The holidays can be both a time of cheer and a time of stress for those working on their wellness goals. Within the months ahead, we find ourselves, eyes-wide, staring down buffet tables set with all the traditional foods we find so difficult to resist. We might enter hibernation mode as the weather cools and we gather at the heart of our homes: the kitchen. Among all the hustle and bustle to get our shopping in, our holiday meals prepared, and our parties planned, we shift into auto-pilot, and before we know it, the New Year is upon us.
It can be easy to lose sight of our goals during the Holiday season, but it is possible to find our “degree of on” during the holidays if we get SMART about our goals and expectations. Read on for tips to enjoy the holidays mindfully, while remaining on course with your healthy lifestyle.
Identify one or two specific healthy habits that are easiest to maintain during busier and more stressful times of the year. It could be drinking eight full glasses of water, or completing 10 squats while you brush your teeth. Linking healthy habits to routines you have been completing without much thought is a great way to “piggy-back” on an ingrained neural pathway to reinforce the new habit. Once you’ve identified a healthy habit to pair with a routine behavior, such as brushing your teeth, write it on your calendar for every day between Thanksgiving and the New Year, and cross it off your list each day that you complete it. At the end of the season, you will have more than a month’s worth of small victories under your belt!
It can be extremely difficult to keep track of our food intake throughout the holiday season when grazing is encouraged and the variety of foods available has us crowding our plates with all the delicious options. Set yourself and your guests up for success with portion control by providing measured serving spoons such as two and four-ounce scoops. Use the smaller scoops for more decadent favorites, like macaroni and cheese, and the four ounce scoops to track servings of healthy veggies such as this recipe for Roasted Balsamic Brussel Sprouts.
Instead of setting up rules for what we “shouldn’t” or “won’t” do this holiday season, focus on what you will do. What are some small steps that can be taken to help you stay on track during the holidays? How about signing up for a holiday fun run or walk that the whole family can join in on? Many communities offer charitable events such as Turkey Trots or Jingle Bell 5Ks that give us an opportunity to get out and be active when our default may be to spend most of our time sitting and snacking during the holiday season.
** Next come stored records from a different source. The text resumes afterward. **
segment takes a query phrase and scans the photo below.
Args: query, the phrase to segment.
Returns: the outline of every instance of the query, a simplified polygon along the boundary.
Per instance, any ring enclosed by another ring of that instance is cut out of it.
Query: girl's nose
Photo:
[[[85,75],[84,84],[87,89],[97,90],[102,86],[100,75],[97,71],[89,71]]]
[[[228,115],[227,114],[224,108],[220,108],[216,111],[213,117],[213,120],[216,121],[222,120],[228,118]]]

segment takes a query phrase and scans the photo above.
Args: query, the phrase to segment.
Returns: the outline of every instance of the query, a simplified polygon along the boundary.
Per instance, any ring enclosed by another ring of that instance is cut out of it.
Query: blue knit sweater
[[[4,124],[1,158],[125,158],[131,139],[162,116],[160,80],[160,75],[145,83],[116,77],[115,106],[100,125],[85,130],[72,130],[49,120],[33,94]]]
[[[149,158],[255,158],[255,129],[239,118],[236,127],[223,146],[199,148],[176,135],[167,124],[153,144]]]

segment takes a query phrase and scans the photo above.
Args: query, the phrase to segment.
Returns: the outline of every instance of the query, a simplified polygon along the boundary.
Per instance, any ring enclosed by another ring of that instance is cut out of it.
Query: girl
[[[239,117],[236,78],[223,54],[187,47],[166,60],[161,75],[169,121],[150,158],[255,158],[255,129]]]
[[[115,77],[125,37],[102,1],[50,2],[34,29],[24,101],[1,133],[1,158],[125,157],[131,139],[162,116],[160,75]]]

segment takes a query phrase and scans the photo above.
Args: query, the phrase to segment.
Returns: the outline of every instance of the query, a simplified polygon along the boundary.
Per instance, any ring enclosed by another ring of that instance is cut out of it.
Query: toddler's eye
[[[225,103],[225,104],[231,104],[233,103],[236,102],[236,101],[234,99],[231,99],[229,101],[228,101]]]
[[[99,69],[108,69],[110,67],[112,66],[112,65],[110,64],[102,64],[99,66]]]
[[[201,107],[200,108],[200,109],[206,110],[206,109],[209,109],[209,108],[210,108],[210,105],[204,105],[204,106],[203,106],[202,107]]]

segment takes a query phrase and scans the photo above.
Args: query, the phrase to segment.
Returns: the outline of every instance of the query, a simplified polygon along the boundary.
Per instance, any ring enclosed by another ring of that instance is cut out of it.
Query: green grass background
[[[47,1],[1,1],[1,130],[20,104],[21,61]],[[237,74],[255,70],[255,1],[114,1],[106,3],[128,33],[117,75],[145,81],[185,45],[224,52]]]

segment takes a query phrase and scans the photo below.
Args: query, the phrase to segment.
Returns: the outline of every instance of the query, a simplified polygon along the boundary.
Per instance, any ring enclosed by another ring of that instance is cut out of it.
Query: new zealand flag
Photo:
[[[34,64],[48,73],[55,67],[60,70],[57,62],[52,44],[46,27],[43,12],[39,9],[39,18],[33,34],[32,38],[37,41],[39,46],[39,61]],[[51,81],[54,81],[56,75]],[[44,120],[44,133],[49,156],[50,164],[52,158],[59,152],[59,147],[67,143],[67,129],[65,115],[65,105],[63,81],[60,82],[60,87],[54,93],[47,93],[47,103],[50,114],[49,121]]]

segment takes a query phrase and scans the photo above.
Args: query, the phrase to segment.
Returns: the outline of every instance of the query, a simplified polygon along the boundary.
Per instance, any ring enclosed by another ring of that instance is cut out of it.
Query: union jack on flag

Trash the tendency for perfection and identify a realistic range you’re comfortable operating within during the holiday season. For example, perhaps the calorie range you’ve identified for your goals is somewhere between 1200 and 1600. Allow yourself some wiggle room around the top of that range for the actual holiday, while balancing the rest of your week around the middle of that range. Set realistic expectations with your time and goals. It may be unfeasible to fit in an hour workout on Christmas Day, but a twenty-minute thermal walk after lunch and dinner is more doable. Set yourself up for success by asking yourself, “Can I, and will I actually commit to this goal during the holidays?” If the answer is no, adjust your formula until you find your middle ground.
There may be only three or four major holiDAYS between November and January, however, the festivities tend to extend as we consider the office holiday parties, open houses, neighborhood gatherings, and all the family get-togethers. Honoring just a couple traditions per year will not derail our entire plan for health and fitness; but if we’re not careful, a season full of decadence at the expense of discipline with our healthy habits can leave us feeling like we have to start over when the New Year rolls around. Be proactive in identifying two to three actual days out of the holiday season when you indulge mindfully and without guilt. However, get rid of the leftovers when those days are over.